None of this inspires confidence that the care sector is prepared to protect older people in a second wave of the pandemic. Based on what has gone wrong, a plan to prevent the virus being brought into care homes by residents, staff or visitors is needed and there is now a lot of evidence in the public realm about how to do this. Unfortunately, the work of the Care Home Rapid Action Group “set up to monitor developments in the care home sector, reacting swiftly to developing issues and coordinating our wider package of support to the sector” is not yet public.
The Scottish Government also now need to consider what could have been done to protect the other 2,000 people who have died and prevent further unnecessary recurring in future. A significant number of those who died acquired the infection in hospital, although data on the scale of the issue is not yet public. What we don’t know is how many were in receipt of social care services in the community and what role these may have played in spreading infections.

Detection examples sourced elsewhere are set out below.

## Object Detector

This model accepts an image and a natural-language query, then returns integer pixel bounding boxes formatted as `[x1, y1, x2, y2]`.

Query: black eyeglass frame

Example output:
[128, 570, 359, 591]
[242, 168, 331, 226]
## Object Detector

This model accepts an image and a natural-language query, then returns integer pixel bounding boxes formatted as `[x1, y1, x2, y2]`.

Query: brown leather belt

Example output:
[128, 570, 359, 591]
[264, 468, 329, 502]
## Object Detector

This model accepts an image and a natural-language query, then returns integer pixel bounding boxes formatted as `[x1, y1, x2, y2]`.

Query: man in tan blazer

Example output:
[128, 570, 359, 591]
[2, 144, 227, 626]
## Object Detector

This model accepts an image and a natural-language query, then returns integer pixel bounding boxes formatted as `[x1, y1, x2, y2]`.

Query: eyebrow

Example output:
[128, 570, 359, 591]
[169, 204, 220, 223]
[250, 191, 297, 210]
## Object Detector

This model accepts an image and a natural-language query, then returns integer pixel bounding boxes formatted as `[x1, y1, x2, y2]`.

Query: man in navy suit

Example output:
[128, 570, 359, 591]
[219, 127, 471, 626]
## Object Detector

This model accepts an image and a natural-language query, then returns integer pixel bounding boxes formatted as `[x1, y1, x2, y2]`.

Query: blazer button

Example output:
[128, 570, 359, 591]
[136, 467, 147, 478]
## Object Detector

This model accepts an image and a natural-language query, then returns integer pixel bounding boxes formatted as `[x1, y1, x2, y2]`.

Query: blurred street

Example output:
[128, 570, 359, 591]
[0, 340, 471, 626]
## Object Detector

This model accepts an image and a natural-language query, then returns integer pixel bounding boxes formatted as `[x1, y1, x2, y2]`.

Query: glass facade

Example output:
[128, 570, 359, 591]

Nor do we know how many may have died for other reasons, the so-called excess deaths, after all but ‘essential’ services were withdrawn at the start of the crisis.
As the number of Covid-19 cases and deaths thankfully drop, it is more important than ever that pressure is kept on government to account for what has gone wrong and use this to inform a proper plan to protect older and other vulnerable people should Covid-19 return. Instead of policy and advice, we need firm plans and actions built around public health. That requires the Scottish Government to invest resources in planning across government and to assign public health the lead responsibility for pandemic planning.